My greatest concerns involve the implications this case will have for future innovators, most notably small enterprises and individual inventors who lack in-house prototyping and fabricating capabilities. Cf. Monon Corp. v. Stoughton Trailers, Inc., 239 F.3d 1253, 1258-61 (Fed.Cir.2001) (reversing summary judgment of invalidity and concluding that the sale was non-commercial where the patentee had a third-party test its patented trailer because it lacked in-house testing capabilities). Whenever the development process requires those entities to manufacture working prototypes or pre-mass-production samples, they often have no choice but to reach out to third-party suppliers. Under the majority’s holding in this case, a single offer to buy for purely experimental purposes may trigger the on-sale bar, and the experimental-use exception will offer them no salvation. It is from this evisceration of the experimental-use exception that I respectfully dissent.
. The majority affirmed invalidity on the single issue of on-sale bar. This dissent is limited to its judgment on that issue, which I find to be erroneous.

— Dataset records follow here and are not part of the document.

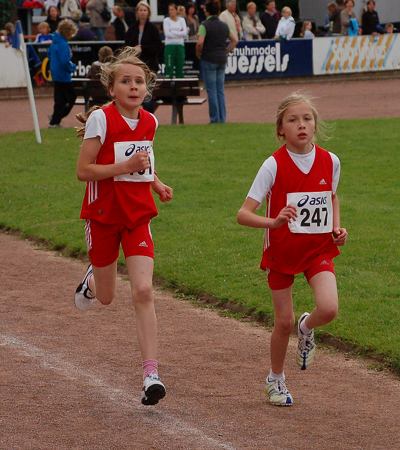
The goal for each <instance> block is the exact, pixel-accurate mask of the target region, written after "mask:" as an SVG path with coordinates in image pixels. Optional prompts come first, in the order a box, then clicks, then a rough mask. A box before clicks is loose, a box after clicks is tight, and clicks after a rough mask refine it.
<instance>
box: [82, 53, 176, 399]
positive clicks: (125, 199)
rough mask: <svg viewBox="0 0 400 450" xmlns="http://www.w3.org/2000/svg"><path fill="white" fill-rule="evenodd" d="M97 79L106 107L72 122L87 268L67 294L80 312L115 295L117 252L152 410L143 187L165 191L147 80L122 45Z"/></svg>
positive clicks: (152, 199) (158, 387)
mask: <svg viewBox="0 0 400 450" xmlns="http://www.w3.org/2000/svg"><path fill="white" fill-rule="evenodd" d="M101 80H102V82H103V84H104V85H105V87H106V88H107V90H108V92H109V94H110V96H111V98H112V99H113V101H112V102H111V103H109V104H107V105H105V106H103V107H102V108H101V109H96V110H95V111H93V112H92V113H91V114H90V115H89V117H88V118H87V122H86V118H85V117H78V119H80V120H81V122H83V123H85V122H86V124H85V127H84V128H82V129H80V130H78V134H79V135H80V136H82V135H83V144H82V146H81V150H80V154H79V158H78V163H77V176H78V179H79V180H81V181H86V193H85V197H84V200H83V204H82V210H81V218H82V219H85V220H86V226H85V234H86V241H87V245H88V253H89V258H90V261H91V264H90V265H89V267H88V269H87V271H86V274H85V276H84V278H83V280H82V282H81V283H80V284H79V286H78V288H77V290H76V293H75V305H76V307H77V308H79V309H81V310H85V309H87V308H89V307H90V306H92V305H93V304H95V303H98V302H100V303H101V304H103V305H108V304H110V303H111V302H112V300H113V298H114V295H115V284H116V275H117V259H118V254H119V247H120V245H122V249H123V251H124V254H125V258H126V266H127V269H128V274H129V280H130V284H131V290H132V297H133V303H134V307H135V312H136V322H137V334H138V341H139V347H140V350H141V354H142V358H143V371H144V375H143V380H144V383H143V393H142V403H143V404H144V405H154V404H156V403H158V401H159V400H160V399H161V398H163V397H164V396H165V386H164V384H163V383H162V382H161V380H160V378H159V376H158V362H157V319H156V314H155V308H154V298H153V287H152V277H153V257H154V245H153V240H152V236H151V232H150V221H151V219H152V218H153V217H154V216H156V215H157V208H156V205H155V202H154V199H153V196H152V194H151V189H153V191H154V192H155V193H156V194H158V196H159V197H160V200H161V201H163V202H165V201H169V200H171V199H172V189H171V188H170V187H168V186H166V185H165V184H163V183H162V182H161V181H160V180H159V179H158V177H157V175H156V171H155V167H154V153H153V140H154V135H155V132H156V129H157V125H158V122H157V119H156V118H155V117H154V116H153V115H152V114H151V113H148V112H147V111H145V110H144V109H143V108H142V107H141V105H142V103H143V101H144V99H145V98H146V97H149V96H150V95H151V91H152V88H153V87H154V83H155V75H154V74H153V73H152V72H151V71H150V69H149V68H148V67H147V66H146V65H145V64H144V63H143V62H142V61H140V60H139V59H138V58H137V57H136V53H135V51H134V50H133V49H132V48H131V47H127V48H126V49H125V50H124V51H122V52H121V53H120V54H119V55H118V56H117V57H114V58H113V60H112V61H111V62H110V63H108V64H105V65H103V66H102V72H101Z"/></svg>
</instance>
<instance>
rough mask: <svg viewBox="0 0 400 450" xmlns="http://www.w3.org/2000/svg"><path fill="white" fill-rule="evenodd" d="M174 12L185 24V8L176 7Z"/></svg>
mask: <svg viewBox="0 0 400 450" xmlns="http://www.w3.org/2000/svg"><path fill="white" fill-rule="evenodd" d="M176 10H177V12H178V16H179V17H183V18H184V19H185V22H186V8H185V7H184V6H183V5H178V6H177V7H176Z"/></svg>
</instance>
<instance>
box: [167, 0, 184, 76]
mask: <svg viewBox="0 0 400 450" xmlns="http://www.w3.org/2000/svg"><path fill="white" fill-rule="evenodd" d="M163 30H164V35H165V46H164V63H165V76H166V77H167V78H173V77H175V78H183V66H184V63H185V38H186V37H187V34H188V29H187V26H186V21H185V19H184V18H183V17H181V16H179V15H178V8H177V6H176V5H175V3H170V4H169V5H168V17H166V18H165V19H164V21H163Z"/></svg>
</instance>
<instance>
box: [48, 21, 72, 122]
mask: <svg viewBox="0 0 400 450" xmlns="http://www.w3.org/2000/svg"><path fill="white" fill-rule="evenodd" d="M76 32H77V27H76V25H75V24H74V22H72V20H69V19H64V20H62V21H61V22H60V23H59V25H58V28H57V31H56V32H55V33H54V35H53V42H52V44H51V45H50V47H49V60H50V71H51V77H52V80H53V84H54V108H53V114H52V115H51V118H50V123H49V128H58V127H60V122H61V120H62V119H63V118H64V117H66V116H67V115H68V114H69V113H70V111H71V109H72V108H73V106H74V104H75V100H76V94H75V91H74V88H73V86H72V81H71V77H72V73H73V72H74V71H75V69H76V65H75V64H74V63H73V62H72V60H71V58H72V52H71V49H70V47H69V45H68V41H69V40H70V39H72V38H73V36H75V34H76Z"/></svg>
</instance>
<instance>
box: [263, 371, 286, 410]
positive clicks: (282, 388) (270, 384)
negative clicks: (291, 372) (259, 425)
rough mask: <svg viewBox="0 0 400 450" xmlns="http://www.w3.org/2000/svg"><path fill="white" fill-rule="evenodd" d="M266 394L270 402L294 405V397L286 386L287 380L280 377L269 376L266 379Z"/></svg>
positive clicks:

. The majority states that the "experimental use defense has [not] been asserted by Hamilton Beach in this case.” Maj. Op. 1377 n. 2. While Hamilton Beach did not use the phrase "experimental use,” it argued at length that its offer for sale was non-commercial and that its engineers were attempting to overcome serious shortcomings when the offer was made. Appellant's Br. 53-57. The majority chooses to ignore the interplay between the requirement for a commercial offer for sale and experimental use. But see Pfaff, 525 U.S. at 67, 119 S.Ct. 304. I find that the issues addressed by the parties and, indeed the ma*1381jority, lay a sufficient framework under which to analyze all the issues in this case.
. The majority contends that the use intended by Hamilton Beach in this case was not experimental because it ordered almost 2,000 (actually 1,952) slow cookers. This sort of quantitative analysis was previously accepted under the "totality of the circumstances” test — a test rejected by the Supreme Court in Pfajf. Here, Hamilton Beach was not "stockpiling] commercial embodiments of their patented invention” as was occurring in Brasseler and Special Devices. Special Devices, 270 F.3d at 1354. It would make no sense for Hamilton Beach to stockpile slow cookers for future sales when its slow cookers were leaking at the time. Rather, the circumstances suggest that Hamilton Beach was in the midst of testing and perfecting its slow cookers under the experimental use exception when the offer was made. This is true — and can be true — even if the invention was ready for patenting at that time. See City of Elizabeth, 97 U.S. at 133; see also Atlanta Attachment Co. v. Leggett & Platt, Inc., 516 F.3d 1361, 1368-70 (Fed.Cir.2008) (Prost & Dyk, JJ., concurring); cf. Invitrogen Corp. v. Biocrest Mfg., L.P., 424 F.3d 1374, 1379-80 (Fed.Cir.2005) (“[E]vidence of experimental use may negate either the ‘ready for patenting’ or 'public use' prong.”).